O que está bastante transparente é que com a existência de um governo fraco no próximo mandato, a possibilidade de uma crise institucional "aberta" é grandiosa. Seria uma mutação quase que natural para um país onde se vê que os agentes internos ao Estado, especialmente no Judiciário, ocupam descabidamente os espaços deixados pelo Executivo e Legislativo. De fato, o patrimonialismo, as oligarquias e o corporativismo jamais estiveram tão soberanos na história brasileira. Os tempos são sombrios e, até mesmo, a liberdade é apenas aparente. O debate está reduzido aos diagnósticos errados e as saídas não são as soluções para as nossas feridas. Afora isso, em grande parte do país o cidadão teme sair a noite, pegar o ônibus e conversar nas ruas. A violência é sinal de que sequer o interesse vital da liberdade de ir e vir subsiste à análise mais atenta do cenário.
Nessa combalida conjuntura e considerada a absoluta paralisia social na busca de soluções, o cenário dos diversos segmentos do mercado financeiro e de capital começa a mostrar os seus caninos. A taxa de câmbio desvalorizada (USD 1 = R$ 4,00) talvez esteja no seu melhor patamar nos próximos meses. Da mesma forma, talvez a moeda nacional permaneça assim por longo período, até que as expectativas de um futuro melhor volte a raiar no horizonte. Nesse contexto, a taxa de juros terá de sair de seu bom comportamento atual e gravitar alguns pontos acima. Não acho um absurdo que a taxa real de juros volte para algo entre 8% a 10%, pelo menos. O estrago fiscal de uma taxa de câmbio mais desvalorizada pode não ser tão grande quanto no passado (final dos 1990 e início dos anos 2000), mas parece pouco provável que a taxa de juros possa se manter fora do equilíbrio num cenário de elevada volatilidade cambial. A desvalorização dos ativos reais é própria desse cenário que correlaciona câmbio e juros em elevação. Logo, dos imóveis aos valores mobiliários (ações, debêntures, etc.), o desempenho deve ser sofrível, além de volátil.

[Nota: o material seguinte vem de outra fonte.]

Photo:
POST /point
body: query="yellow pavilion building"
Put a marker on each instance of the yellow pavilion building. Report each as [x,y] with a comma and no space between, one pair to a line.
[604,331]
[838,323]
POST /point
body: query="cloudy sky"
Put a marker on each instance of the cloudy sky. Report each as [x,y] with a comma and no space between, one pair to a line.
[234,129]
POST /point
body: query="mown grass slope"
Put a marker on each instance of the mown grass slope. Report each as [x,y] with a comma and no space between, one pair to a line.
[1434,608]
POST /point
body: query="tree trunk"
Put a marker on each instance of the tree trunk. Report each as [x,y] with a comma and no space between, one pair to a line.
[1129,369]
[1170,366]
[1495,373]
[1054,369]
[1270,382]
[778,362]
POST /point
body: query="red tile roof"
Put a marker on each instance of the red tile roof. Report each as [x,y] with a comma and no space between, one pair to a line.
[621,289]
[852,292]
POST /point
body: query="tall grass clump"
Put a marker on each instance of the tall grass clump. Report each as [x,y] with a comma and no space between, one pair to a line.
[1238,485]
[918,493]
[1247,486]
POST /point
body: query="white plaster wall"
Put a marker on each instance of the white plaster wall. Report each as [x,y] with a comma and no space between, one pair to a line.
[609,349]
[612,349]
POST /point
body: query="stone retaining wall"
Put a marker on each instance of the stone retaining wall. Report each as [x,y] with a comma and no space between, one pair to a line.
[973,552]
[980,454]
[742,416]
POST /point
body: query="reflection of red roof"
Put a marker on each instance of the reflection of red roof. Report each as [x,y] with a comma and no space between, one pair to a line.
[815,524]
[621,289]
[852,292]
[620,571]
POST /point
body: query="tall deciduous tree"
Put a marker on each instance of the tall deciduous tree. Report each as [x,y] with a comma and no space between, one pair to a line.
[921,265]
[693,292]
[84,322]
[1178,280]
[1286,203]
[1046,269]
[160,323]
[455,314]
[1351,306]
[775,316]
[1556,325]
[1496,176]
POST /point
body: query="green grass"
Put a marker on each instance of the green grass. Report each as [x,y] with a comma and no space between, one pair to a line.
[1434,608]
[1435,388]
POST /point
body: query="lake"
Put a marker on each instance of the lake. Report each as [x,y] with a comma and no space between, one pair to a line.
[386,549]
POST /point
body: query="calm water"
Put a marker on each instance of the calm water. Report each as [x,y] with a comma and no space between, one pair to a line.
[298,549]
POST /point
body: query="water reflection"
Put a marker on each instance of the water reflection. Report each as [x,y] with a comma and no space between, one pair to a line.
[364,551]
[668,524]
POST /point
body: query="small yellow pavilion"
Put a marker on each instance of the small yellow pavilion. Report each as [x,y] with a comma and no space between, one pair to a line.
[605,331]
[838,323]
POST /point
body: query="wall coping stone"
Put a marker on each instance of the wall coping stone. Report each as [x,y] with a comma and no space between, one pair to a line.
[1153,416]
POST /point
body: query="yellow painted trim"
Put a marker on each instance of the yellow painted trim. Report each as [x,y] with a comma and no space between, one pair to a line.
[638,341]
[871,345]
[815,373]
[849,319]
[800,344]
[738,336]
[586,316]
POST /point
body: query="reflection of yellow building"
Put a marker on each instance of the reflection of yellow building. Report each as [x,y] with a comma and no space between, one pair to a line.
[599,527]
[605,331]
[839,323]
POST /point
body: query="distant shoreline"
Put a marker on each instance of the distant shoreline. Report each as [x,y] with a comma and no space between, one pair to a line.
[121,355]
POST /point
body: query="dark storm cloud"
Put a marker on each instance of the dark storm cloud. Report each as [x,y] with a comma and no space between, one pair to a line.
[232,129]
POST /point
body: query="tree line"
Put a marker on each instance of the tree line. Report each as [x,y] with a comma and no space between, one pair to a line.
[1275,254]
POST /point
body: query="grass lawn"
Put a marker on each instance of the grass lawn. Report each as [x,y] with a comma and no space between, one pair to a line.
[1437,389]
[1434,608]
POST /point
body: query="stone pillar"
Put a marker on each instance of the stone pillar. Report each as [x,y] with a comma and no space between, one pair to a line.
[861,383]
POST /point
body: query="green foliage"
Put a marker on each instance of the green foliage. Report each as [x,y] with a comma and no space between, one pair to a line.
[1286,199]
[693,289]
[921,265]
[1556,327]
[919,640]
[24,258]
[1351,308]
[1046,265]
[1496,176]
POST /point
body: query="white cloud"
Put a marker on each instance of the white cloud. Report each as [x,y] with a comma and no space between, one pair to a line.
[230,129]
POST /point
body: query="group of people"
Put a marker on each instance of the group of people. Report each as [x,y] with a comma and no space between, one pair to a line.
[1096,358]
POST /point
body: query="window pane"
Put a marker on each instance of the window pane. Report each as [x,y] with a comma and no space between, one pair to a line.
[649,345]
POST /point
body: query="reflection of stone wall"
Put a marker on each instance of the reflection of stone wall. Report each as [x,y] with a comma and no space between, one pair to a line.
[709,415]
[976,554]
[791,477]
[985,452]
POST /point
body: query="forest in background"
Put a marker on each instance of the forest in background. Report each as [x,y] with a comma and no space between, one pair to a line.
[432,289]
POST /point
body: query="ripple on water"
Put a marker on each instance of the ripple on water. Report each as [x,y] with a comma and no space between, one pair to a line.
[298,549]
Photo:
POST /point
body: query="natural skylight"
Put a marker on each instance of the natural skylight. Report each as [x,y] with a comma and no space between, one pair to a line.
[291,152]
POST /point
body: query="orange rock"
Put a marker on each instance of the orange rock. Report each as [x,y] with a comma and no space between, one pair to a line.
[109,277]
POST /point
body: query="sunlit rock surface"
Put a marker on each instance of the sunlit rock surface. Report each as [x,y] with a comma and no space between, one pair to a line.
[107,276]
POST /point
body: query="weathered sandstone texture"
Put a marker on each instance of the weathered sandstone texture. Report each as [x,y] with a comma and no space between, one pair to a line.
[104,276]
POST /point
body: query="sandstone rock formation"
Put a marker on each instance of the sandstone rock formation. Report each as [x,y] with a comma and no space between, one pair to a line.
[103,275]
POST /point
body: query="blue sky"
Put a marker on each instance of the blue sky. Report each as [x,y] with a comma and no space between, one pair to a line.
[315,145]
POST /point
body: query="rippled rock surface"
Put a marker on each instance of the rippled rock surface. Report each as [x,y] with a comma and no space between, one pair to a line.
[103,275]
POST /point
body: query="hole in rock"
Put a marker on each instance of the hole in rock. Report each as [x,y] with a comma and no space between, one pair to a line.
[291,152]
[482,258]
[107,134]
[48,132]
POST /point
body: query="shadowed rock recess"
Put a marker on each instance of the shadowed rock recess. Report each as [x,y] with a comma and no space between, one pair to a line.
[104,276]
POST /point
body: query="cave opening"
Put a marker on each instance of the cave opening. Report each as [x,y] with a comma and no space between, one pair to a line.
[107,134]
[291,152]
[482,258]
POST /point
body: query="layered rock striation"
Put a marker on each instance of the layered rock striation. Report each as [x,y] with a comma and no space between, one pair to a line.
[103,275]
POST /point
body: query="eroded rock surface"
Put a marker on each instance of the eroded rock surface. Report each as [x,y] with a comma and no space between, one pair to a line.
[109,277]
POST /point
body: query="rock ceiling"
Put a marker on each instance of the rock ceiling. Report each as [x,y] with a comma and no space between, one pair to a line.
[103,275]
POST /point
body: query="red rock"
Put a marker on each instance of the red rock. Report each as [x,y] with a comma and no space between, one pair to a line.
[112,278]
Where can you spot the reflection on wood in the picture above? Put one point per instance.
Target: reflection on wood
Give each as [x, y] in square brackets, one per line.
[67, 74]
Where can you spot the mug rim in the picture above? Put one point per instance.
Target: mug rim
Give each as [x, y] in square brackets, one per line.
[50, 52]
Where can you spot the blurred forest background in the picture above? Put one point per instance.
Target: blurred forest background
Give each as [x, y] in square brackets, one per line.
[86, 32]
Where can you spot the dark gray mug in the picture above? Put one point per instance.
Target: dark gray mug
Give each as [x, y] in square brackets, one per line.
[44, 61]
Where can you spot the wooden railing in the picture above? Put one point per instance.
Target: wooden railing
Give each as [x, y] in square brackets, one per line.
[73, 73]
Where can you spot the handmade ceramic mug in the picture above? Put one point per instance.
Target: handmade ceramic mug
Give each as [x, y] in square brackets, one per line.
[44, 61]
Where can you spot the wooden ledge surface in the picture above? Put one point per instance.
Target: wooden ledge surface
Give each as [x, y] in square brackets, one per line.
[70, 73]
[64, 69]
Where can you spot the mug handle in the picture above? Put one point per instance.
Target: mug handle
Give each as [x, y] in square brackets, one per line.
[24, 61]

Está claro que é muito melhor para o leitor ver o analista da cena política e econômica tecendo considerações sobre probabilidades que estejam em um espectro de razoabilidade. Ocorre que, quem estiver a fazer esse tipo de exercício, não encontra repouso de suas ideias em alicerces que sejam possíveis de serem considerados como confiáveis. A incerteza não é apenas elevada. Em verdade, ela é quase que absoluta. O medo está vencendo a esperança, o reverso do que certo candidato pregava anos atrás.
Os candidatos não estão conseguindo postular objetivos que sejam razoavelmente possíveis. Da mesma forma, não conseguirão governar concatenados com o que pregam na campanha. Alguém acha que a aliança eleitoral servirá de base para a aliança de governo?
Do ponto de vista do eleitor não há no cenário nenhuma razão que os impulsione na direção de um candidato: a fragmentação política é espelho direto da fragmentação social. Nesse cenário prevalecem os grupos econômica e politicamente mais organizados. Estaremos, com efeito, sob o domínio do passado. Mesmo formando uma maioria eleitoral, nenhum candidato terá maioria congressual que permita ao governo, simplesmente governar. Todos terão direito a veto, a dizer não. O "sim" que dirá?
Por fim, sem objetivos claros e viáveis e uma razão política para motivar a ação, não teremos sequer princípios orientadores que sirvam à sociedade: jamais liberais e esquerdistas estiveram tão parecidos. São capazes de dividir a sociedade com seus proselitismos, mas não são capazes de construir unidade mínima necessária ao governo que vem.
A vida pública caminha celeremente para o anonimato, para o obscurantismo e a realidade mais presente é a fuga. Sinceramente.